= Prem Mathur =

Indian aviator

Prem Mathur is the first Indian woman commercial pilot and started flying for Deccan Airways. She obtained her commercial pilot's licence in 1947. In 1949, she won the National Air Race.

== Early life ==
Mathur was born on 17 January 1910.

== Career ==
Mathur was rejected by eight airlines before she got a job at Deccan Airways in Hyderabad in 1947. She was offered the job at the age of 38 where she became the first Indian woman to fly a commercial plane. She received her license from the Allahabad Flying Club. She flew her first plane as a co-pilot. During her career at Deccan Airways, she flew high-profile people like Indira Gandhi, Lal Bahadur Shastri and Lady Mountbatten.

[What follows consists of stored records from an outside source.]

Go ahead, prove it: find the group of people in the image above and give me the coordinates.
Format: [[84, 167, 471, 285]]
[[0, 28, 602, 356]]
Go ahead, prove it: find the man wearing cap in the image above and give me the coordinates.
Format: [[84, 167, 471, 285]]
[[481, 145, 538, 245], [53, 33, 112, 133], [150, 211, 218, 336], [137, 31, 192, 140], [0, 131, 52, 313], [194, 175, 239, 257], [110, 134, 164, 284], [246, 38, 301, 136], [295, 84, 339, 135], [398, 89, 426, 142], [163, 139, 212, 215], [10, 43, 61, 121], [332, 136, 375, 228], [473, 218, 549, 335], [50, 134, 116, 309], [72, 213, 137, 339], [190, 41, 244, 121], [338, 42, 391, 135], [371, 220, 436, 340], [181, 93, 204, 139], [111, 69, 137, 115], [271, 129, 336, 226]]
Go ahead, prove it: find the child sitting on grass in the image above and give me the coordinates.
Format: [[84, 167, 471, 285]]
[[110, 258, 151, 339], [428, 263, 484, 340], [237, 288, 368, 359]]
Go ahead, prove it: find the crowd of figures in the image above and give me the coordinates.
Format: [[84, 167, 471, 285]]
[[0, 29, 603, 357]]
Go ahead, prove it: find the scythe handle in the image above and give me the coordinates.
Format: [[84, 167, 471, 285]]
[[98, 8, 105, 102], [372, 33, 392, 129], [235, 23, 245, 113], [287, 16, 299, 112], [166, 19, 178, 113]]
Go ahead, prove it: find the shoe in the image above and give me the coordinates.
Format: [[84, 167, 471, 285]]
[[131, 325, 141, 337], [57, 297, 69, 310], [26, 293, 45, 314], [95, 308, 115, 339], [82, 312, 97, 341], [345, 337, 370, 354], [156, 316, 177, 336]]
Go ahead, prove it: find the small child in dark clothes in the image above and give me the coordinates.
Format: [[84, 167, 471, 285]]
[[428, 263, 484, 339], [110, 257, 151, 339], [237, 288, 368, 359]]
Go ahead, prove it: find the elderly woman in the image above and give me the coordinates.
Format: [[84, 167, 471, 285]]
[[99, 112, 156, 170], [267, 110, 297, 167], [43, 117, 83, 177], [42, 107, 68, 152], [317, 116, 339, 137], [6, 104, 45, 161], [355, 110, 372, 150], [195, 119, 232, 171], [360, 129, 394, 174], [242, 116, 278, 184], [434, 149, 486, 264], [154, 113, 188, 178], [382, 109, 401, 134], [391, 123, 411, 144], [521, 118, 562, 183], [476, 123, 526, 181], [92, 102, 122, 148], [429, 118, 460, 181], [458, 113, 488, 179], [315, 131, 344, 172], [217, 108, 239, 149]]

Mathur wanted the full command of the cockpit but was denied the same by Deccan Airways, even after fulfilment of the required flying hours by her. Soon after, she moved to Delhi where she became G.D. Birla's private jet pilot. After that she joined Indian Airlines in 1953 and worked there for the rest of her career span.

== Awards ==
In 1949, Mathur won the National Air Race.

== Personal life ==
Mathur married Hari Krishna Mathur who hails from Allahabad, Uttar Pradesh and they had six children together. Mathur died at the age of 82 on 22 December 1992.